In the midst of this upheaval, Vittorio is seduced by the vampire Ursula, the most beautiful of his supernatural enemies. As he sets out in pursuit of vengenace, entering the nightmarish Court of the Ruby Grail, increasingly more enchanted (and confused) by his love for the mysterious Ursula, he finds himself facing demonic adversaries, war and political intrigue.
Themes and Concepts
Blood
Blood is seen as the ultimate relief. Through blood-taking, the vampires experience the only relief and rapture that they can know. It may also be seen as a substitute for sex and other mortal pleasures that are not available to vampires, a tradition that has |many precedents in vampire literature. In particular, vampires who are in love (e.g., Marius and Pandora) exchange their blood in a manner that suggests sexual intercourse. With the taking of the blood, it is also possible for the vampire to learn about the lives of their victims; a kind of instant life review, the vampire can experience the key parts of the victim's life.
Emotional Effects of Time's Passage
Many of the vampires remain on cordial terms with their colleagues, even when they have done horrible things in the past. The reason - as related by Marius - is that the passage of time dulls anger and desires for revenge. As a result, many of the vampires become emotionally stunted, which is sometimes interpreted as sociopathy.
Practically all the vampires have counterparts that a normal person would not be able to abide. Louis remains with Lestat despite his many abusive actions towards him. Talbot proves incapable of hating Lestat for making him into a vampire against his will. Marius even forgives Santino for trying to kill him and kidnapping Armand (another vampire takes revenge on his behalf). However, the older the vampire, the less likely they are to show strong emotion as, in the long run, such things become unimportant.

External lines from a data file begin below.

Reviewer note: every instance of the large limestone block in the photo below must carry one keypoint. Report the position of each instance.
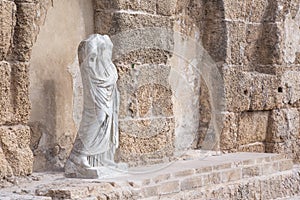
(236, 42)
(290, 84)
(253, 127)
(264, 42)
(144, 91)
(113, 23)
(167, 7)
(7, 23)
(20, 92)
(5, 93)
(15, 142)
(146, 141)
(284, 125)
(234, 10)
(25, 31)
(229, 134)
(250, 90)
(136, 5)
(283, 136)
(6, 170)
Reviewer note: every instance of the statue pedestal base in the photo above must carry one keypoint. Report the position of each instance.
(74, 171)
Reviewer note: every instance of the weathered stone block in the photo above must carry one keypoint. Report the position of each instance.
(5, 93)
(253, 147)
(167, 7)
(191, 183)
(187, 172)
(236, 37)
(215, 39)
(140, 147)
(269, 168)
(264, 42)
(150, 191)
(161, 178)
(15, 142)
(284, 125)
(120, 22)
(212, 178)
(251, 171)
(103, 21)
(6, 170)
(231, 175)
(285, 165)
(290, 88)
(253, 127)
(169, 187)
(235, 10)
(256, 10)
(20, 92)
(7, 23)
(135, 5)
(228, 137)
(25, 31)
(250, 90)
(144, 91)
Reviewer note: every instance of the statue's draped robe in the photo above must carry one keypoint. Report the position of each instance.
(98, 132)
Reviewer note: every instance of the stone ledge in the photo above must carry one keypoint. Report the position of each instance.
(176, 181)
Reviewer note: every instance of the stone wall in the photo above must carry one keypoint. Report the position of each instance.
(167, 104)
(54, 82)
(20, 21)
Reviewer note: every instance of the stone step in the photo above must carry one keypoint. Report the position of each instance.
(228, 176)
(192, 174)
(274, 186)
(211, 170)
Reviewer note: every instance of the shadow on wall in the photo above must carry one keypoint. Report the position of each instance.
(213, 34)
(51, 121)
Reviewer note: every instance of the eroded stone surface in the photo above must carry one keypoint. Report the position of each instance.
(14, 142)
(7, 22)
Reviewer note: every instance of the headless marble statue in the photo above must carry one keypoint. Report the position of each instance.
(97, 137)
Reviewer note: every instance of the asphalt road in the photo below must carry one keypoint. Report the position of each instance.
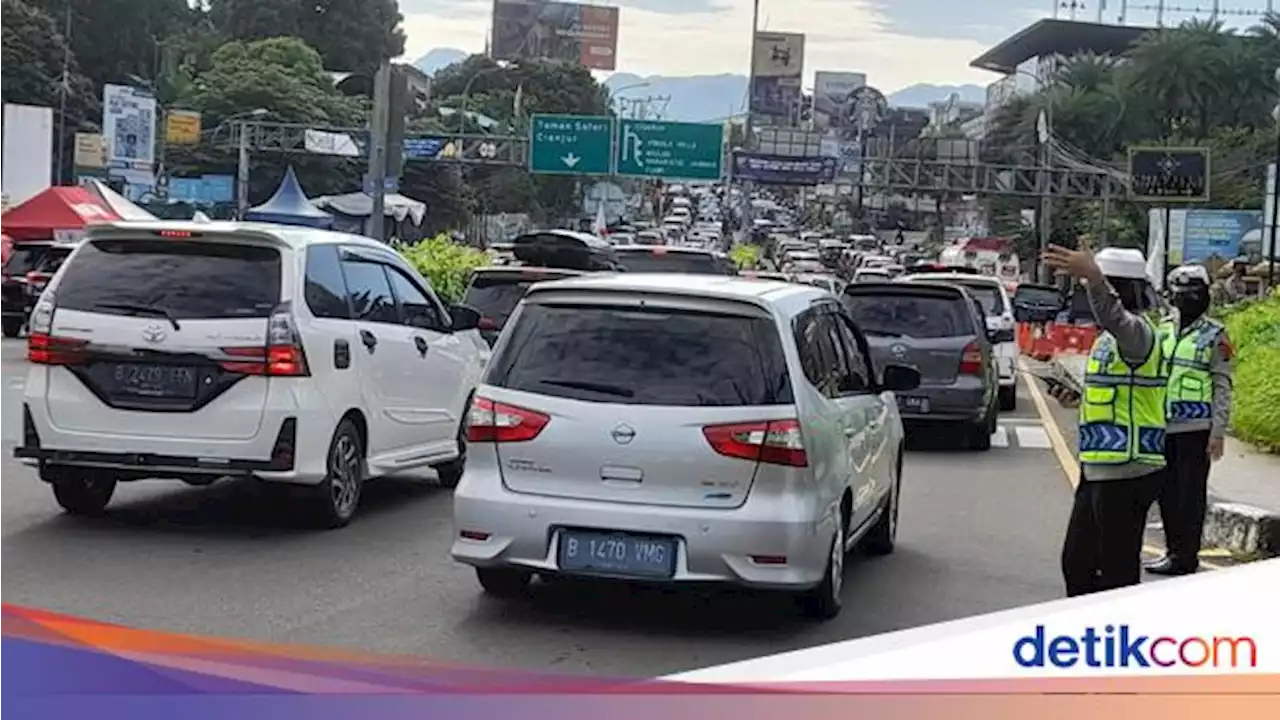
(979, 532)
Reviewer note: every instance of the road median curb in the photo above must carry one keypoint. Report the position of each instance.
(1247, 532)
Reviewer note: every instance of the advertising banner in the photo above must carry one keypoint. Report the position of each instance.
(556, 31)
(1201, 236)
(780, 169)
(129, 126)
(777, 67)
(182, 127)
(90, 150)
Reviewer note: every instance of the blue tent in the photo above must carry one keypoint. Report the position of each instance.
(289, 206)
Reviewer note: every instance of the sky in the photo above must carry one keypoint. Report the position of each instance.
(896, 42)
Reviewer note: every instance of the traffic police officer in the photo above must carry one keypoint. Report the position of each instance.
(1200, 408)
(1121, 432)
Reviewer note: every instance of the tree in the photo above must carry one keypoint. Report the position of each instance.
(117, 40)
(32, 55)
(283, 77)
(350, 35)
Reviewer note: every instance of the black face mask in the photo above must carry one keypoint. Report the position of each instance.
(1191, 305)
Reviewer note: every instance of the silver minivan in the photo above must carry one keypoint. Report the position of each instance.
(673, 428)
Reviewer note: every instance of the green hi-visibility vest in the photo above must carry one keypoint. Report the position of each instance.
(1123, 409)
(1189, 355)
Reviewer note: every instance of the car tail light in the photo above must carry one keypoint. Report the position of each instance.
(282, 356)
(46, 349)
(970, 361)
(777, 442)
(498, 422)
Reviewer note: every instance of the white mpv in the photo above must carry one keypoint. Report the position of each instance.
(201, 351)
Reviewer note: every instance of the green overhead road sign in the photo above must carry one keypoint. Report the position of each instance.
(571, 145)
(670, 150)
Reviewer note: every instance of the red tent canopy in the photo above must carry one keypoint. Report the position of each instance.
(55, 209)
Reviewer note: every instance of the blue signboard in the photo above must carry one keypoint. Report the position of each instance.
(205, 190)
(1219, 233)
(424, 147)
(781, 169)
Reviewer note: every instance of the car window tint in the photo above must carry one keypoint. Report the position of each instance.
(325, 287)
(988, 296)
(818, 354)
(914, 315)
(691, 263)
(370, 292)
(859, 378)
(496, 295)
(187, 279)
(416, 309)
(643, 356)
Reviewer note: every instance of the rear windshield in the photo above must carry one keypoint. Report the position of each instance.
(694, 263)
(496, 295)
(187, 279)
(910, 315)
(653, 356)
(988, 295)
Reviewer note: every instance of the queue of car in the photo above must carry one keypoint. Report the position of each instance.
(626, 410)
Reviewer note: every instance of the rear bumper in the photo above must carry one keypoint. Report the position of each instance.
(712, 546)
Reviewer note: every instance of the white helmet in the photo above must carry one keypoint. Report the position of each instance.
(1188, 277)
(1121, 263)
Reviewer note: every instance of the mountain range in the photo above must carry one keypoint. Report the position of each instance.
(713, 98)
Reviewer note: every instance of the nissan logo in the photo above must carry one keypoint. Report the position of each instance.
(624, 433)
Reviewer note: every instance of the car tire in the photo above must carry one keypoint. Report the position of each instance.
(882, 538)
(449, 474)
(1009, 399)
(81, 492)
(338, 495)
(824, 601)
(504, 582)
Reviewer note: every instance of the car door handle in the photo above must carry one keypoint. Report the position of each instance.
(341, 354)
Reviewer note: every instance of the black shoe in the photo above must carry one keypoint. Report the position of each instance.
(1169, 566)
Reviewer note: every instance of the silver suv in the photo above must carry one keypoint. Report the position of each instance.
(680, 429)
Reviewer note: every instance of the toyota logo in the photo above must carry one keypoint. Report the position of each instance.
(624, 433)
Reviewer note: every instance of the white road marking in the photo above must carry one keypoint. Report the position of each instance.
(1034, 438)
(1000, 438)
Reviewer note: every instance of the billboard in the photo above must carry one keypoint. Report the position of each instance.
(831, 91)
(557, 31)
(26, 151)
(777, 65)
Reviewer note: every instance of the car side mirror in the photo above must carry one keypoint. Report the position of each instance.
(464, 318)
(900, 378)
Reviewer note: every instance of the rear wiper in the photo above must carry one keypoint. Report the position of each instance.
(604, 388)
(142, 309)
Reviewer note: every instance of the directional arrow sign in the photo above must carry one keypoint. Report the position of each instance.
(670, 150)
(570, 145)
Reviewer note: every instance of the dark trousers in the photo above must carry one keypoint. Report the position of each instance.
(1183, 499)
(1102, 548)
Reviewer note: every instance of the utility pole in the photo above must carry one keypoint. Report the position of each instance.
(376, 177)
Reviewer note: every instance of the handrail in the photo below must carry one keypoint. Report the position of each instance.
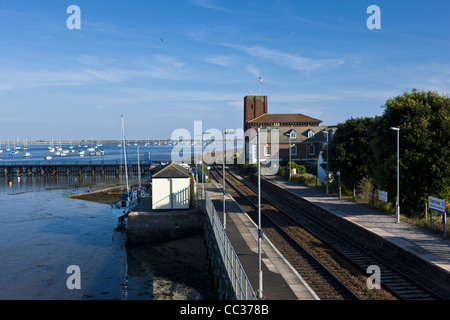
(239, 280)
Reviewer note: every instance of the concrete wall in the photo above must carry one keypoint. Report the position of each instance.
(170, 193)
(163, 226)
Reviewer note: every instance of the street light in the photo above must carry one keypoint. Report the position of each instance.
(223, 174)
(260, 283)
(203, 182)
(290, 148)
(328, 151)
(397, 204)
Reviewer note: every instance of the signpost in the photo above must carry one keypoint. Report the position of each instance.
(382, 195)
(438, 205)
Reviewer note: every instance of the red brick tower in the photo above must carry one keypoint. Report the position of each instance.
(254, 106)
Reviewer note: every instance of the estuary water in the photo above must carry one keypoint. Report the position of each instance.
(43, 233)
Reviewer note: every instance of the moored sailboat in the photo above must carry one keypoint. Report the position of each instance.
(127, 201)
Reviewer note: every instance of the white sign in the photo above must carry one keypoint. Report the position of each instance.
(382, 195)
(436, 204)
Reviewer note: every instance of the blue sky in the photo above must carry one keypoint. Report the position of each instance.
(165, 64)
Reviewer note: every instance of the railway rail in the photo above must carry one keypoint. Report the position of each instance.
(339, 256)
(321, 280)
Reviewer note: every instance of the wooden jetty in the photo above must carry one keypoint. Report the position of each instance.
(47, 168)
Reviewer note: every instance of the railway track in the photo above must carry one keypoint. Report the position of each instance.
(321, 280)
(339, 256)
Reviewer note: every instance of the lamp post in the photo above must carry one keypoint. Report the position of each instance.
(260, 283)
(290, 150)
(397, 200)
(223, 174)
(203, 182)
(328, 151)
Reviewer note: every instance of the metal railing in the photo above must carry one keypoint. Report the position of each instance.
(239, 280)
(69, 162)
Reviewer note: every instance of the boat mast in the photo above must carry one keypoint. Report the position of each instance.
(139, 171)
(125, 156)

An unfortunate side effect of this is that the vampires find it hard to experience "good" emotions, such as love, as well as bad emotions. For example, Marius and Pandora spent several centuries as lovers; after that long together, Pandora no longer wants anything to do with Marius. Likewise, it isn't until Blood Canticle that Lestat can even experience love in the conventional sense.
Purpose
Many of the vampires struggle to find some "higher purpose" in their existence. Lestat and Armand turn to religious revelation. Talbot becomes a chronicler, attempting to write the histories of all the vampires. Marius, for most of his time on earth, was the custodian of “Those Who Must Be Kept”.

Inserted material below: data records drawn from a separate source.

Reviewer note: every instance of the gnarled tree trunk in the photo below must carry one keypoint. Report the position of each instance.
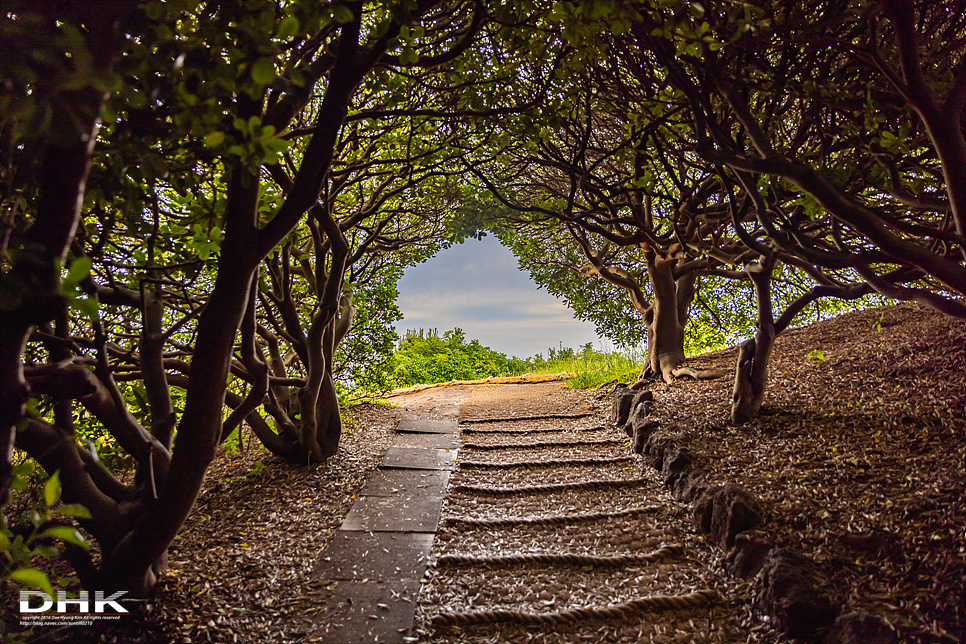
(754, 354)
(668, 316)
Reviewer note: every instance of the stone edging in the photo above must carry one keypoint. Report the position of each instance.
(785, 587)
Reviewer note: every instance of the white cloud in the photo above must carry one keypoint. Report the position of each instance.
(478, 287)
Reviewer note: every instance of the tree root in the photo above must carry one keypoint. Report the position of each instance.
(551, 487)
(551, 463)
(617, 611)
(560, 519)
(705, 374)
(567, 559)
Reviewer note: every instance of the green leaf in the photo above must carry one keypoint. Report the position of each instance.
(75, 510)
(67, 534)
(341, 14)
(409, 56)
(263, 71)
(86, 306)
(214, 139)
(32, 577)
(52, 489)
(287, 28)
(79, 269)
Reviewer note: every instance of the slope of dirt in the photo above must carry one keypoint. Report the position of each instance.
(860, 457)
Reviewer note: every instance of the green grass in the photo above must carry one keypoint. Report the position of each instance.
(595, 368)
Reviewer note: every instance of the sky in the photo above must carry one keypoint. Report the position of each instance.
(478, 287)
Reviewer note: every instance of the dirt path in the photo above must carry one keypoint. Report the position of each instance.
(542, 472)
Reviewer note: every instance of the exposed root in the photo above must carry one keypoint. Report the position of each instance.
(706, 374)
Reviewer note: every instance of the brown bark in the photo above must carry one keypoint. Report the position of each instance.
(754, 354)
(665, 332)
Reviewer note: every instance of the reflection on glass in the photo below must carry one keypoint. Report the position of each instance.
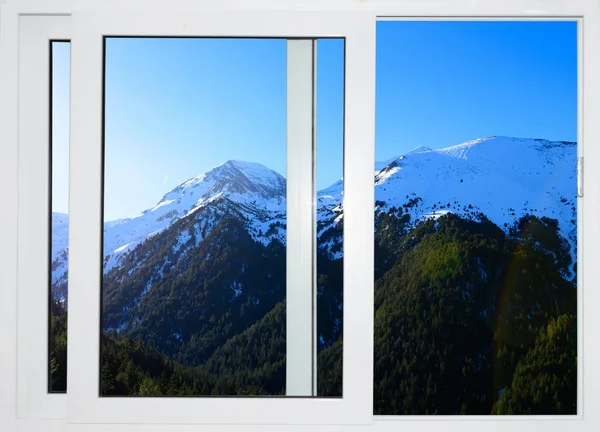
(329, 159)
(476, 218)
(194, 267)
(59, 222)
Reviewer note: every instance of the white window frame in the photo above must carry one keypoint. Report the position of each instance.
(35, 36)
(588, 11)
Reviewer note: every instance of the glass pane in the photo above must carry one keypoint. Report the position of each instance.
(194, 267)
(476, 218)
(329, 159)
(59, 199)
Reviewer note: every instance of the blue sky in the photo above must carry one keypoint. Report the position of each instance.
(178, 107)
(443, 83)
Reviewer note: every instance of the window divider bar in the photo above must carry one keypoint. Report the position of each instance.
(300, 242)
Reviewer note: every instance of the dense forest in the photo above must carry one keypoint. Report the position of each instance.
(469, 319)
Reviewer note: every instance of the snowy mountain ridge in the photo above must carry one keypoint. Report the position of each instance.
(501, 177)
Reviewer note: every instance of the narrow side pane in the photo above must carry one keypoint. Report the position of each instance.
(329, 172)
(59, 207)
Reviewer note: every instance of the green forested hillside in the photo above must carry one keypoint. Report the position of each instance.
(469, 319)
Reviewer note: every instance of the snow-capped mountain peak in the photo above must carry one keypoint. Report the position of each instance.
(249, 184)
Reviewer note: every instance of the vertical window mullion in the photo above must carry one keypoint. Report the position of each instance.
(300, 351)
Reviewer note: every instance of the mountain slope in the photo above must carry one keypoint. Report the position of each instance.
(501, 177)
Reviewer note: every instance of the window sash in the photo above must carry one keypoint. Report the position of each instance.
(586, 10)
(90, 25)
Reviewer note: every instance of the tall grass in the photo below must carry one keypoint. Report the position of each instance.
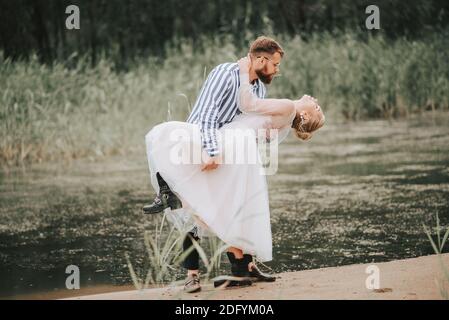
(165, 255)
(71, 109)
(438, 246)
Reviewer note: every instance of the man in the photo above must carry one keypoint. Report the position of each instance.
(215, 106)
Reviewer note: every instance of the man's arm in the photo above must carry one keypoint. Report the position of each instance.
(214, 89)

Even more jaded characters, as the Chronicles progress, find some belief they want to cling to. Only a handful (such as Pandora) have actually embraced their entire nature, and are able to kill innocent people for blood without remorse.
Hedonism
Practically all the vampires are extremely materialistic, and revel in expensive houses, clothes, technology, cars, entire islands, etc. One exception would be Louis, who constantly criticizes Lestat for his crass consumerism. However, Louis is also rather unhappy with himself.
Trivia
Australian music duo Savage Garden derived their name from the books.